From the experimental data, we find that the time spent in the delegation generation phase of our DVPBS scheme is the shortest, while the time cost in the delegation verification phase is longer than other schemes. Both the time spent in the DVPBSG phase and the time spent in the DVPBSV phase are longer than Huang’s ShDVPS [29] and Islam’s ID-SDVPS [31], while shorter than Shim’s ShDVPS [30] and Hu’s WDVPS and StDVPS [32]. We sum the time spent in delegation generation phase, delegation verification phase, DVPBSG phase, and DVPBSV phase of different signature schemes and obtain the results, which is illustrated in Figure 5. The results show that the total time of our DVPBS scheme is longer than Islam’s ID-SDVPS and shorter than Huang’s ShDVPS, Shim’s ShDVPS, and Hu’s WDVPS and StDVPS. Hence, we think that our PVDBS is efficient.

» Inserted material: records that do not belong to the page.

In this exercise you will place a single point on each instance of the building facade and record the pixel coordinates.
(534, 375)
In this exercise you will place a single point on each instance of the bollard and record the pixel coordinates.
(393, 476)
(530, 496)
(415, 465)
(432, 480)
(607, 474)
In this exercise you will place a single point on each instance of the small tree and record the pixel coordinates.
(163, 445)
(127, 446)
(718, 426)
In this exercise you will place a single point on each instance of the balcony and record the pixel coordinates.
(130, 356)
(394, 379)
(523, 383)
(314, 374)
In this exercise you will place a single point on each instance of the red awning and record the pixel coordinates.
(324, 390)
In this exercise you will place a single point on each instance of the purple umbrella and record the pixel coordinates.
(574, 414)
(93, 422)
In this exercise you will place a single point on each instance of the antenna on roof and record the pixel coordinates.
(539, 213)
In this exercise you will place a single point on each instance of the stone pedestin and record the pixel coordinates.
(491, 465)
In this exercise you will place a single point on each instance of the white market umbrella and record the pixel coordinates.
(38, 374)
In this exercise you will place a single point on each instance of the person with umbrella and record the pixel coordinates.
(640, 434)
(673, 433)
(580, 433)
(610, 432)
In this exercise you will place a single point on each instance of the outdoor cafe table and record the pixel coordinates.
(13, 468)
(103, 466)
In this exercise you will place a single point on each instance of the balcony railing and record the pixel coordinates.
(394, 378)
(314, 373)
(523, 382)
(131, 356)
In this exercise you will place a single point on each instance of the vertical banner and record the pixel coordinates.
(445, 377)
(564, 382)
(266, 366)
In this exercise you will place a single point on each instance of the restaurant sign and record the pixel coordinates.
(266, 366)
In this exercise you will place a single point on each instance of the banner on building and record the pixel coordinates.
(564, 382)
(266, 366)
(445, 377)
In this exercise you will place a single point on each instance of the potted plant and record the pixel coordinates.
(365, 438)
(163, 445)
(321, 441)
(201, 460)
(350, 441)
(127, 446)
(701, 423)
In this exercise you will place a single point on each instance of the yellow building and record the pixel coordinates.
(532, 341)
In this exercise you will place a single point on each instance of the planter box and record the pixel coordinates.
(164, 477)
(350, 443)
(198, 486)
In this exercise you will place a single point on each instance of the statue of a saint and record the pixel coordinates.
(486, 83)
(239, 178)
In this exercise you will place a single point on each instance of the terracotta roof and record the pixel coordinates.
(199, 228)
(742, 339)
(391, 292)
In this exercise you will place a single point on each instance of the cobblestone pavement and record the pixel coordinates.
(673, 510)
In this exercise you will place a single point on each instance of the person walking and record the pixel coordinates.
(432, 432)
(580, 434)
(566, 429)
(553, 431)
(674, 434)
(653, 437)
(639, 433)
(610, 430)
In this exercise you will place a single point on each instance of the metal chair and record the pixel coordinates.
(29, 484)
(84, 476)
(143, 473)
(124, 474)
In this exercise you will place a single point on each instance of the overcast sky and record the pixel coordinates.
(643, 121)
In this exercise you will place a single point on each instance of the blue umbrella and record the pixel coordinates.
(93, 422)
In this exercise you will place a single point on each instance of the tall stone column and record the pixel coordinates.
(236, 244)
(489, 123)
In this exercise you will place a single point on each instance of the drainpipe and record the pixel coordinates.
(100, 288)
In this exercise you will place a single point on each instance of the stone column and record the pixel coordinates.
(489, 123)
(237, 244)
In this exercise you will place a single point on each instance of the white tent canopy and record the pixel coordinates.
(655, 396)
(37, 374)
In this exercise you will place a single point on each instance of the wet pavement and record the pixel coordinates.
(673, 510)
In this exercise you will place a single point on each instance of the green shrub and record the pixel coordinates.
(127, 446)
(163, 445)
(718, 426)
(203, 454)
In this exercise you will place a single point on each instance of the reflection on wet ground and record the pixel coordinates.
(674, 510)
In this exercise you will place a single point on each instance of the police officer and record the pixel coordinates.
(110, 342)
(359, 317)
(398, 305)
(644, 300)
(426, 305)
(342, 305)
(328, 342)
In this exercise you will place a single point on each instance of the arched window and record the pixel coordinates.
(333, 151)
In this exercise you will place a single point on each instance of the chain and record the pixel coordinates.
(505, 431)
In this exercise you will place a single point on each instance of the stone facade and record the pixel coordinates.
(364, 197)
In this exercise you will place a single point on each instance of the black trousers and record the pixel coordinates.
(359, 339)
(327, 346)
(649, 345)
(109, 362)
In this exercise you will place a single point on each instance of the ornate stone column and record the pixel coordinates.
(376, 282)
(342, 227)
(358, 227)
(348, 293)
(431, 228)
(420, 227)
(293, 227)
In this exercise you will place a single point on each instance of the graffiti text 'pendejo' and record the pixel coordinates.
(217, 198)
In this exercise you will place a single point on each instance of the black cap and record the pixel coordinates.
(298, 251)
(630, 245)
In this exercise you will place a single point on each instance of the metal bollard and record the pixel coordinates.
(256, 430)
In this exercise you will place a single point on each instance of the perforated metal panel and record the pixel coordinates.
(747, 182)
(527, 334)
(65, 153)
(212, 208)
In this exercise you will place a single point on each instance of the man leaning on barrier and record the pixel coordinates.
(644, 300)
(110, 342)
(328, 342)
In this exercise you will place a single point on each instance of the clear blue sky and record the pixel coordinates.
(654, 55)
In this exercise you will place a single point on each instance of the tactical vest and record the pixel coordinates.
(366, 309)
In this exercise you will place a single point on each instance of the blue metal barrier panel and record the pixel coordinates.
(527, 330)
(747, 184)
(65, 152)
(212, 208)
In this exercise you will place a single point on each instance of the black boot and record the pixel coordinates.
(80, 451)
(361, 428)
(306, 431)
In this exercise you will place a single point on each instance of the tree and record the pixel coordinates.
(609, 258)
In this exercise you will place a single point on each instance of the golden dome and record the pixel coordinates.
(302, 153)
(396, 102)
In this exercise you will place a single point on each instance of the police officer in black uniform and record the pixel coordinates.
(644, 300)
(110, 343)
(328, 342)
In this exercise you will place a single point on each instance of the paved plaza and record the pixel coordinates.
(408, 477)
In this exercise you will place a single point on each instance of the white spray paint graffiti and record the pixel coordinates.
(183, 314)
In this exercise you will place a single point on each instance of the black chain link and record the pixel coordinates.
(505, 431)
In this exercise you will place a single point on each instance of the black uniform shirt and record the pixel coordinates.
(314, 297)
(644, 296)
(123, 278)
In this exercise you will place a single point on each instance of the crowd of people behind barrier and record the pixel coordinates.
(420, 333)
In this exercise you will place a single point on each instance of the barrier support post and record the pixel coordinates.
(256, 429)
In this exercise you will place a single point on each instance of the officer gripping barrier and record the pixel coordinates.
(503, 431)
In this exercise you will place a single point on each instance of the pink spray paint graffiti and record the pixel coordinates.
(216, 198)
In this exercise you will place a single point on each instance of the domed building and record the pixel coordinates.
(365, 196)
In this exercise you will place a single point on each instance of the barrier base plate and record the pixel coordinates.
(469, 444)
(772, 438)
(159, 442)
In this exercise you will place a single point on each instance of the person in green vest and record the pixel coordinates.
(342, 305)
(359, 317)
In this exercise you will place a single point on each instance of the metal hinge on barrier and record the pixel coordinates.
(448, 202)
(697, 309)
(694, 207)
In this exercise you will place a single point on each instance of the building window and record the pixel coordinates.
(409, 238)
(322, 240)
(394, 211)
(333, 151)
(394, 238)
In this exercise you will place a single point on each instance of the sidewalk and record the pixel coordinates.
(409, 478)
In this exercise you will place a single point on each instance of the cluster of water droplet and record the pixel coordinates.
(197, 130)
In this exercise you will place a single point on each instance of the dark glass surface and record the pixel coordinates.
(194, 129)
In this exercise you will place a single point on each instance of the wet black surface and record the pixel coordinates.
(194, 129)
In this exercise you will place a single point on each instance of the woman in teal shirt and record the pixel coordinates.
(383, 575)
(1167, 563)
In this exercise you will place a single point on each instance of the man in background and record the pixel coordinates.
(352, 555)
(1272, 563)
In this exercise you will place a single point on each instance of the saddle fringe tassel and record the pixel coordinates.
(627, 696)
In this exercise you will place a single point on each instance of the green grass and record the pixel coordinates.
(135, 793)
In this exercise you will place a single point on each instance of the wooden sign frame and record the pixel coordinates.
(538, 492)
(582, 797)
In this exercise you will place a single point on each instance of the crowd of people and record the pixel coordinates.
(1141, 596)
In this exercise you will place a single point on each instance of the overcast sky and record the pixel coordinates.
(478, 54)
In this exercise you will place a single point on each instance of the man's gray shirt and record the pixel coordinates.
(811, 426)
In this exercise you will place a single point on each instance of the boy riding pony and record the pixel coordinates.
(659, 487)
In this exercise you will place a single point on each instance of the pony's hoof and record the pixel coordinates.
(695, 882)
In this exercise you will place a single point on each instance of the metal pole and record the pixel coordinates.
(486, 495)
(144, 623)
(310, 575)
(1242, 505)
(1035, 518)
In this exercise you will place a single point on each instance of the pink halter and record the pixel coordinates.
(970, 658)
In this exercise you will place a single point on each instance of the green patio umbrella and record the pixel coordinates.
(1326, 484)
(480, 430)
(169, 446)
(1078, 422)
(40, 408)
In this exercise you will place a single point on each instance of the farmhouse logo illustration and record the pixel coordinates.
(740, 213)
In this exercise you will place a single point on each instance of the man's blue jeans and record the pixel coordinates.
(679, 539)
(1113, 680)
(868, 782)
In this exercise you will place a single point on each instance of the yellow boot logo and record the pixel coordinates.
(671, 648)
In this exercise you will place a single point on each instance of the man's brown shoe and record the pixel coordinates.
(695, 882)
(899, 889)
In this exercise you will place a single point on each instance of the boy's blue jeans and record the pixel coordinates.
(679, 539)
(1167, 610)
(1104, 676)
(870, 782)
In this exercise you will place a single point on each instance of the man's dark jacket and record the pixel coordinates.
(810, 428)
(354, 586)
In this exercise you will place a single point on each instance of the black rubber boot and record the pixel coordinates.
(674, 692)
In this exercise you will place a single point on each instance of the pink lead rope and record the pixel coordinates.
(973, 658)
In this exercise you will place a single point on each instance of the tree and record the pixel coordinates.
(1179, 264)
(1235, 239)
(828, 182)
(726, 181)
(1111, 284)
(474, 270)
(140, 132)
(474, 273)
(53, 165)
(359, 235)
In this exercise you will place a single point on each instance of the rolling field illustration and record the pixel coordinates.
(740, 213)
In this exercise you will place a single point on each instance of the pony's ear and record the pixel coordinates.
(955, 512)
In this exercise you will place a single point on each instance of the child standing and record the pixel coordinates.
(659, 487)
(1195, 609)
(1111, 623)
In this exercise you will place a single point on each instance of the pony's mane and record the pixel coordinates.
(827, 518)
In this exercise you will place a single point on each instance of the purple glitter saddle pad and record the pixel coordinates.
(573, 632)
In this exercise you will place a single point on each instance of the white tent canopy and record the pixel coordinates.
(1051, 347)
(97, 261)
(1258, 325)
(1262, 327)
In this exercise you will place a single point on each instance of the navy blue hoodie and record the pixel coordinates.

Secondly, we theoretically analyze the signature length of different signature schemes and list them in Table 1. The shorter the signature length is, the less the time and energy are taken to send and receive signature. The result indicates that the signature length of our DVPBS scheme is longer, but it is still short compared with the transmission capacity of UAV.

6. Conclusion

A UAV network consists of UAV, command center, and some command stations. It takes UAV application as its core. According to the characteristics of UAV, UAV network is sensitive to latency. Moreover, it is important to protect the integrity and authentication of commands which are sent by command center and some command stations to UAV. In this paper, we proposed a UAV network architecture based on MEC with low latency. We also proposed a DVPBS scheme for the scenario of UAV rental. In this scenario, a user rents UAV from a leasing company. We proved the security of our DVPBS scheme in the random oracle model. It is existentially unforgeable under an adaptive chosen message attack. Moreover, we think that our DVPBS scheme has distinguishability and blindness. We compared the efficiency of our DVPBS with some other signature schemes by simulation experiments and theoretical analysis. The experimental results indicate that our DVPBS scheme is efficient. Through theoretical analysis, the signature length of our DVPBS scheme is longer than those of other schemes, but it is still short compared with the transmission capacity of UAV. We will research how to further reduce the time spent in signature processing and shorten the length of signature in the future.

Conflicts of Interest

The authors declare that there are no conflicts of interest regarding the publication of this paper.

Acknowledgments

This work is supported by the Key Program of NSFC Grant (U1405255), Shaanxi Science & Technology Coordination & Innovation Project (2016TZC-G-6-3), and the Fundamental Research Funds for the Central Universities (SA-ZD161504).